Perhaps he might have complimented my coat: I had saved up three paychecks from the university library where I shelved books after class to buy it at Bergdorf Goodman. It was royal blue, the kind of coat that transcends language, that speaks loudly against the huddled masses of grey wool and black trenches, the endless ashtray of winter in New York. I thought he would say something nice.

Lovely coat.

Unusual color.

And I would blush and kind of lightly touch his shoulder, saying oh, Robert. Just Robert, because why shouldn’t we be on a first name basis? I’ve read all his poems—I know the man.

Maybe he would have asked me to take a walk with him, to smoke and talk. We might have discovered our loves were all the same: Virgil, chairs without arm rests, fuzzy ice on windowpanes. You know, I’d say, sensing the time was right, because timing is everything for poets, I happen to write poetry myself. I’d tell him I pour poems into cereal bowls, sneeze them into tissues, smear them on my cheeks each morning until they glow.   

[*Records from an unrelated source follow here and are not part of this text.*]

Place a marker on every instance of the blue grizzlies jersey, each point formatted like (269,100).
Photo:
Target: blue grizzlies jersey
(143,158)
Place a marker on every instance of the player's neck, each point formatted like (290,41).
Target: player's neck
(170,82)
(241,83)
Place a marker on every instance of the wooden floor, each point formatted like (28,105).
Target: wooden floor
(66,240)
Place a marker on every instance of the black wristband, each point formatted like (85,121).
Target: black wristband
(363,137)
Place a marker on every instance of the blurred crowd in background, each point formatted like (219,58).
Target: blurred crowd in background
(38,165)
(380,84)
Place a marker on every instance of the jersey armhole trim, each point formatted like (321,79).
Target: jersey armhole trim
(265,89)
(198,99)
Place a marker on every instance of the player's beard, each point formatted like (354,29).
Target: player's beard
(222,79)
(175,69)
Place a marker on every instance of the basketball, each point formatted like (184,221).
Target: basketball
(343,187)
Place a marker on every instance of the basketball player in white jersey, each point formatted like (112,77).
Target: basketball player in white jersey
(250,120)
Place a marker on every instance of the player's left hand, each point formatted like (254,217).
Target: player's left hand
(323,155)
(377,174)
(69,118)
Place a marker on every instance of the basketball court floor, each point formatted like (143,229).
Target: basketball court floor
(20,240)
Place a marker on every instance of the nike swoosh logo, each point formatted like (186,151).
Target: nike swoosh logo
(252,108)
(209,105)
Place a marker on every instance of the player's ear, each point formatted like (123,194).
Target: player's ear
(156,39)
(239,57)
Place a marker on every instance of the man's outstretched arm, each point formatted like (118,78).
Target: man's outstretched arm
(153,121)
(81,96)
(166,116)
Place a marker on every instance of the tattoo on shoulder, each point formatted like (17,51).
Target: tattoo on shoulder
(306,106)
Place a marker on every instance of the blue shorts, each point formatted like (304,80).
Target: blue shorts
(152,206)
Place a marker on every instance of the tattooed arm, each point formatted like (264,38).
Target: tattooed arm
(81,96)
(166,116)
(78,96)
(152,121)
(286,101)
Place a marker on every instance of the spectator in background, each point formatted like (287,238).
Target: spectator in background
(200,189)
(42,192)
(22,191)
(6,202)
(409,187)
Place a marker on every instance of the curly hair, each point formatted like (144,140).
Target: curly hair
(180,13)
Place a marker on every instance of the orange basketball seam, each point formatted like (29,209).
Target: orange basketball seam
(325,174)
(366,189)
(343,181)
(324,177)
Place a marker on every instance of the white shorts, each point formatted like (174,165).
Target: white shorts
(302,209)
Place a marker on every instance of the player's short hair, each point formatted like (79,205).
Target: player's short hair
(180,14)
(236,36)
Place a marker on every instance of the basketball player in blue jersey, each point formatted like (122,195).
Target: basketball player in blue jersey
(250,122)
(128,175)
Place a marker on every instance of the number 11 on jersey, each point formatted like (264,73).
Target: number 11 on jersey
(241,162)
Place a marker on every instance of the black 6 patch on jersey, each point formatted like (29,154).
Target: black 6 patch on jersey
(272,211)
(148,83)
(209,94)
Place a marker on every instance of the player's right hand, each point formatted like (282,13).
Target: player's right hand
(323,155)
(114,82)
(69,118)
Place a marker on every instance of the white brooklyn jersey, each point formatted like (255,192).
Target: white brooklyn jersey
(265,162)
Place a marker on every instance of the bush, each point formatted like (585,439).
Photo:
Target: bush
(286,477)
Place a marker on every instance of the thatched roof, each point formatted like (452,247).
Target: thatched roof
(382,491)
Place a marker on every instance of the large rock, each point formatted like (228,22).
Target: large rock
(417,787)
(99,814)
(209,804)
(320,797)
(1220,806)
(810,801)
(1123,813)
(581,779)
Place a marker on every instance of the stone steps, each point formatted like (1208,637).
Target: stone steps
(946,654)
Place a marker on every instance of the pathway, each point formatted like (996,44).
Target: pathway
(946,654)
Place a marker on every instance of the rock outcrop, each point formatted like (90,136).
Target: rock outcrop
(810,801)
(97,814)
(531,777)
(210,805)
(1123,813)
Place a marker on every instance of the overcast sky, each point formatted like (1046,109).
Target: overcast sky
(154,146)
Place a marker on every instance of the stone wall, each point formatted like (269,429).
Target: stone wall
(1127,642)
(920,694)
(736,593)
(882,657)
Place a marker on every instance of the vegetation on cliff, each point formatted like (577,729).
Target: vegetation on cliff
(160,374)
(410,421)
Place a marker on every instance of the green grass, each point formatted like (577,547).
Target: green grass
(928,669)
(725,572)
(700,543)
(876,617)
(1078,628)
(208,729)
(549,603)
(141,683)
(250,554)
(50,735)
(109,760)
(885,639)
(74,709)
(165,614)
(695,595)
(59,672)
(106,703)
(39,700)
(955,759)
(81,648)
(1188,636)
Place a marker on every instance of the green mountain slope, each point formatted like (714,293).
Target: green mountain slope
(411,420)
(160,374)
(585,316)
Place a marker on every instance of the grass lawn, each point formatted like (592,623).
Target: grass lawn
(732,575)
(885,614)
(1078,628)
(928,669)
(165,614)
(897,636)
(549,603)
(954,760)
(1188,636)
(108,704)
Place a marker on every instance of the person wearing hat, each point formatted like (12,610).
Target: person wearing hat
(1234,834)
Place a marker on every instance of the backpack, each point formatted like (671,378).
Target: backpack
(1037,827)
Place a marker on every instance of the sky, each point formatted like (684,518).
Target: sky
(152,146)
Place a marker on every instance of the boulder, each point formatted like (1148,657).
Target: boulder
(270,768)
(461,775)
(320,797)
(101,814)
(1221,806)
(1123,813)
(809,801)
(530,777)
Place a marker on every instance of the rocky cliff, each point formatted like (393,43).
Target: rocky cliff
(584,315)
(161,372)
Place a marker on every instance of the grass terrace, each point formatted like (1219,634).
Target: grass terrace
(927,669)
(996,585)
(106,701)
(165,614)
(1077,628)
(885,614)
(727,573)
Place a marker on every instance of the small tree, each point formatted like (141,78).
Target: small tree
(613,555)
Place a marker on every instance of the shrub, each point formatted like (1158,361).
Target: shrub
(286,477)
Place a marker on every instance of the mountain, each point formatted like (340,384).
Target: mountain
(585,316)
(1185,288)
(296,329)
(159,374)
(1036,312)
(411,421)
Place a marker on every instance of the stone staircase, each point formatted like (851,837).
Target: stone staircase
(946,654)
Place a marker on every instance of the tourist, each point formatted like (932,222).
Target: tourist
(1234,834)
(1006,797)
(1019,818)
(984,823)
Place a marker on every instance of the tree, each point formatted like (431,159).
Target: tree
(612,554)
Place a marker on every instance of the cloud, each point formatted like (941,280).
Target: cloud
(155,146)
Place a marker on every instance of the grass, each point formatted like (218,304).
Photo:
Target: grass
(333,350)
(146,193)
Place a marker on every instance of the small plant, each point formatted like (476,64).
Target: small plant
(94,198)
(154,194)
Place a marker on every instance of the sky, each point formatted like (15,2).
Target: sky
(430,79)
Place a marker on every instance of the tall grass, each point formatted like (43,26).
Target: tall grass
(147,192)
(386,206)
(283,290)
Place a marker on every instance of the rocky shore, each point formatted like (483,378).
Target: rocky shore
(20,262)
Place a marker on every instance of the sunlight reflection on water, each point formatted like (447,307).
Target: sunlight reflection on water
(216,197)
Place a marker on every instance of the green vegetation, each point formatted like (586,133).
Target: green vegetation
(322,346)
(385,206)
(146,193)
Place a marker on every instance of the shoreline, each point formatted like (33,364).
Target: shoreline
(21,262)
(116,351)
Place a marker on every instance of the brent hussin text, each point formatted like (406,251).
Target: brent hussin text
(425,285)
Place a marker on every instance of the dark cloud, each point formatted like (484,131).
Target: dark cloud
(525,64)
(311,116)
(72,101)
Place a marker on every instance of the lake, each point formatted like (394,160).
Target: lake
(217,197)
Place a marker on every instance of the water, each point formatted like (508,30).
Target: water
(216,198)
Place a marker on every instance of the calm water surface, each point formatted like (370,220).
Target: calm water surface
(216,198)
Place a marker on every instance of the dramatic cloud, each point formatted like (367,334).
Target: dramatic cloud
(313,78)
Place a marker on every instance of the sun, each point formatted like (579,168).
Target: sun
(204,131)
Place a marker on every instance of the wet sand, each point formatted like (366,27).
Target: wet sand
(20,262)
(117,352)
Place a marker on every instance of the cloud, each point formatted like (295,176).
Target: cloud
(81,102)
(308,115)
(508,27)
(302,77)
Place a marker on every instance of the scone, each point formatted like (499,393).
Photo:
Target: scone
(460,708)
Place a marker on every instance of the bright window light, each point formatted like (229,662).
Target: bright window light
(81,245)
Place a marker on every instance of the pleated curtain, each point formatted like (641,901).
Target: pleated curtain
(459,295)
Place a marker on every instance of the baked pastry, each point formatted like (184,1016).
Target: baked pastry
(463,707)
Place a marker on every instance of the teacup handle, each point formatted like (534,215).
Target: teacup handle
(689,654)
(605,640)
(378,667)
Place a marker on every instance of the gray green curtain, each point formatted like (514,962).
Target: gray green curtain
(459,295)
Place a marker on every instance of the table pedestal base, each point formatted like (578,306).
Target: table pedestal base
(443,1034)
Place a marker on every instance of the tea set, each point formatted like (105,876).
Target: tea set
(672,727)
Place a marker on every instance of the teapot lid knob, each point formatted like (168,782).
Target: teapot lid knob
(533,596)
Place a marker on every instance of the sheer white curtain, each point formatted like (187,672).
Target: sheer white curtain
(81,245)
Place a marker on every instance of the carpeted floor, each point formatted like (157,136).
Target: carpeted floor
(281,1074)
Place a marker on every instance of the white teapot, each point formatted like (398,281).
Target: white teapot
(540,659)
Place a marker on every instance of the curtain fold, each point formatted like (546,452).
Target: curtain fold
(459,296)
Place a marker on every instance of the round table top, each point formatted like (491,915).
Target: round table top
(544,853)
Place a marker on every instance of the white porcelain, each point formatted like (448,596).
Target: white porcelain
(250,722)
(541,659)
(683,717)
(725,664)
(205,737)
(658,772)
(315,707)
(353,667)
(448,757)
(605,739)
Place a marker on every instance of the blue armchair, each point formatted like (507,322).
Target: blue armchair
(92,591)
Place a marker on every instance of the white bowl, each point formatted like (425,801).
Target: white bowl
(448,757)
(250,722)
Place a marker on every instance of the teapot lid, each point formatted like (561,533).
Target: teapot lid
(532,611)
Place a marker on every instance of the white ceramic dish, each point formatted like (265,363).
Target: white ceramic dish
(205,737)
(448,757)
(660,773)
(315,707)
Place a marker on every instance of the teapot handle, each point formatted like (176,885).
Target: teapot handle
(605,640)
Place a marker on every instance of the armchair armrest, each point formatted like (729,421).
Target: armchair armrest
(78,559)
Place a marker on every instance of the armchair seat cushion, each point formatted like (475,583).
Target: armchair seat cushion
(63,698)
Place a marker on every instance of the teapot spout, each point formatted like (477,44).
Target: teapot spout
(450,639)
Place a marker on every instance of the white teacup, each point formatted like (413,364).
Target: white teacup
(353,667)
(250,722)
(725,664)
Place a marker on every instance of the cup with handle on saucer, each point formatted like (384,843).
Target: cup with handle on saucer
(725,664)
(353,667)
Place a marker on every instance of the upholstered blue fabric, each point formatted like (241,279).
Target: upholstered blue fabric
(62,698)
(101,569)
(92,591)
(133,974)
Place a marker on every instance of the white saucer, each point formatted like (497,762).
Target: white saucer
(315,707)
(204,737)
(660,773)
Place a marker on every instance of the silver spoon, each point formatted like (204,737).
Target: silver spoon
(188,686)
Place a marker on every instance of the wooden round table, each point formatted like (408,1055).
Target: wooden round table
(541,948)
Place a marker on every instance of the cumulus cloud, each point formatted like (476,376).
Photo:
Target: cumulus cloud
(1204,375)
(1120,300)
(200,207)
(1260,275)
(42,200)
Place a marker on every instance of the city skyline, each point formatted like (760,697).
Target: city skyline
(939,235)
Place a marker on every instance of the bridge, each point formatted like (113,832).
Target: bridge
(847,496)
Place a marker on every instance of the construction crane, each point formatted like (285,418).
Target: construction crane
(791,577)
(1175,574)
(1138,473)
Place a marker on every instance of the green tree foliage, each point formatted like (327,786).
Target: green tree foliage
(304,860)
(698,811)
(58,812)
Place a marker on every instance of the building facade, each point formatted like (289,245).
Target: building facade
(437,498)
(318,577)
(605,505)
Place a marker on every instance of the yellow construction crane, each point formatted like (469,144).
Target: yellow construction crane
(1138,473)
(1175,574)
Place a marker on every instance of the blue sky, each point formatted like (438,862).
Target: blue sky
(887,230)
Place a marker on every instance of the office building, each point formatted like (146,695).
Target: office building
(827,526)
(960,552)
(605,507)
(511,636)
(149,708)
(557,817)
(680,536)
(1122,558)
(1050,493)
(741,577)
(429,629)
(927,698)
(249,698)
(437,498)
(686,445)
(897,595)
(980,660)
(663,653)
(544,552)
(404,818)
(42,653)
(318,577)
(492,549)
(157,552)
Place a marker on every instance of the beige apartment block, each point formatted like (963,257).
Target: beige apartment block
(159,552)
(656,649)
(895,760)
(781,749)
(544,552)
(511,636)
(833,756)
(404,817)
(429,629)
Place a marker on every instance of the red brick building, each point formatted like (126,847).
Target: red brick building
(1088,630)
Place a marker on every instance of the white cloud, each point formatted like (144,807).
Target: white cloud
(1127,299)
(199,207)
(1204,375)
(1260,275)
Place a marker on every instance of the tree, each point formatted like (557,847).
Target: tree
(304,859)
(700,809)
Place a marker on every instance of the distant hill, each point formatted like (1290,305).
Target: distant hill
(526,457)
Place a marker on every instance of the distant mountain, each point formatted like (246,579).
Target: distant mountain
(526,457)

But Frost’s mind would be elsewhere, his cigarette smoke drifting into my face and making my eyes water. My tears are poems, too, but I wouldn’t tell him this. Instead, I’d offer him a piece of fiction: The Yale Review is publishing some of my work.

And that’s when our eyes would meet—he would notice, if he hadn’t by then, how well my coat brought out their color, a fiery blue—and then he would cough, blame it on the cigarette, and ask me, Um (because even Robert Frost is susceptible to the occasional nervous stutter), would you like to come back up to my hotel room? Because why shouldn’t he invite an anonymous undergraduate in a city of six million people back up to his hotel room, especially one in a blue winter coat that matches her eyes? We would have gone back to his room and made love. It’s never fucking for him. Maybe it’s not even making love.

Maybe he has his own grandiose, poetic terms for the act: Making the beast with two backs.

Doing the service of Venus.

Letting our flesh become one.

This one makes my stomach roil, suggests to me that we’re rotting carcasses. What is this to you, I would say, a Baudelaire poem? This is witty, the kind of thing poets say when they argue. And he would ask—there’s that stutter again—what are you talking about? In the hollow darkness of the room, I’d notice those chapped lips again, how his fifty years (or is it fifty-one?) are beginning to show, how grey hairs line his ears, how he is just a man. And I would put my coat back on and tell him I have to go because I have places to be, sorry, Robert Frost. Hope you enjoyed the cigarette. I would leave him there, naked in a bed slept in by thousands of people, people shuffling in and out of this city of sirens and street lamps and girls reduced to one last flickering cigarette on lonely sidewalks, waiting for taxis so tired men can take them home.